On the other side, if the random assignment of test order simply resulted in the children with high cognitive abilities being assigned to the WISC-IV first group, it might be expected that these individuals would have obtained higher scores on other measures of functioning, such as language, visual-motor skills, theory of mind, or adaptive behavior. However, there were no differences between groups. Previous research of children with ASD revealed that their cognitive abilities are less strongly associated with each other than the abilities of typically-developing

77

individuals and, thus, there is less accuracy in estimating scores on other cognitive measures from a given IQ score (Goldstein, et al., 2008). Therefore, the absence of differences in other cognitive and

functional domains between the higher IQ WISC-IV first group and the SB-5 group may not be

particularly surprising. Although test order effects were not significant across the first and second

test administered to the sample, the differences observed for the groups administered the WISC-IV

versus the SB-5 first could impact the results of this study. Group differences between tests on full-

scale and verbal scores may not truly reflect differences in performance across the sample of

individuals with ASD, but could be the result of higher scores on the SB-5 in the WISC-IV first

group. A larger sample size and more systematic approach to random assignment of test order may

more fully elucidate the nature of this relationship.

No other differences between the two IQ tests were significant across the test order groups,

and there were no significant differences between the groups on other measures of cognitive and

adaptive functioning or ASD symptom severity. However, the WISC-IV group had significantly more externalizing and total behavior problems compared to individuals administered the SB-5 first.

Across the entire sample, scores on internalizing behavior subscales were significantly related to

WISC-IV PRI scores and all SB-5 index scores (FSIQ, VIQ, and NVIQ); however, there were no significant associations between externalizing or total behavior and IQ in the whole group or in the

WISC-IV first group separately; thus, the fact that this group of children perform better on IQ tests does not appear to be related to the significantly higher levels of externalizing and total behavior problems.

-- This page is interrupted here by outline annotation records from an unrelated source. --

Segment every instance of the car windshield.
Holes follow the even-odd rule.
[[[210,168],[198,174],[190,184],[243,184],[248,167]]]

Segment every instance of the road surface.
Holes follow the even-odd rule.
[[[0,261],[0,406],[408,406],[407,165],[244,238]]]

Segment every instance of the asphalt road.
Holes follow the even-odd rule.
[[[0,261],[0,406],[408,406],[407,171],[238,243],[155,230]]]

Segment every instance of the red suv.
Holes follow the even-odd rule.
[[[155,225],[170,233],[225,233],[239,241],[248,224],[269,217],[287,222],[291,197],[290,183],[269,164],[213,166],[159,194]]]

IQ Scores and Adaptive Functioning

The study’s third aim was to assess the discriminant validity of the two IQ measures by analyzing their relationships with other measures of functioning. Aside from the correlations

78

between language scores and IQ scores, the correlations between IQ and cognitive variables (VMI and Theory of Mind) were significantly lower than the interest correlations between the two measures’ index scores, providing evidence that the two tests’ scores are more highly associated with

one another than they are with other measures of functioning. Further support for discriminant

validity was evidenced by the moderate correlations (r = .31 - .51) between adaptive functioning subscales (Communication, Daily Living Skills, and Socialization) and IQ scores, which were significantly lower than the correlations between the tests’ corresponding indices. One exception was with the WISC-PRI, which was only correlated with Daily Living Skills and not Communication or Socialization. The correlations between IQ and adaptive behavior are comparable to what has been reported in other studies of children with ASD (Klin, et al., 2007). Furthermore, there are no differences between IQ tests in the magnitude of the correlations between IQ scores and adaptive functioning, indicating that scores on WISC-IV and SB-5 relate similarly to measures of everyday functioning. However, the results of this study further illustrate the fact that the convergence between adaptive behavior scores on the Vineland and IQ scores is markedly different than what is seen in typically populations. Therefore, the use of IQ and adaptive behavior scores to diagnosis ID can be problematic in the population of children with ASD.

Sample Characteristics

The male to female ratio in the present study was 7.2 to 1, which is higher than the approximately 4:1 ratio seen in the general ASD population (Volkmar, et al., 1993; Yeargin-Allsopp et al., 2003). However, the male to female ratio in ASD greatly varies and is contingent upon a variety of factors. Early studies of sex differences in ASD revealed that male to female ratios varied greatly across IQ levels, with low-functioning individuals on the autism spectrum revealing male to female ratios of about 2.8:1 (Lord, Schopler, & Revicki, 1982; Volkmar, et al., 1993). More recently,

79

Yeargin-Allsopp (2003) reported ranges in male to female ratios from 7.3:1 among children with no

cognitive impairment to 1.3:1 in children with profound cognitive impairment. The observed male to female ratio in the present study is likely a result of the sample consisting of few individuals in the moderate, severe, and profound ranges of ID. Given that the measures compared in the present study only provide scores as low as 40, assessment at the lower range of intellectual functioning was not possible.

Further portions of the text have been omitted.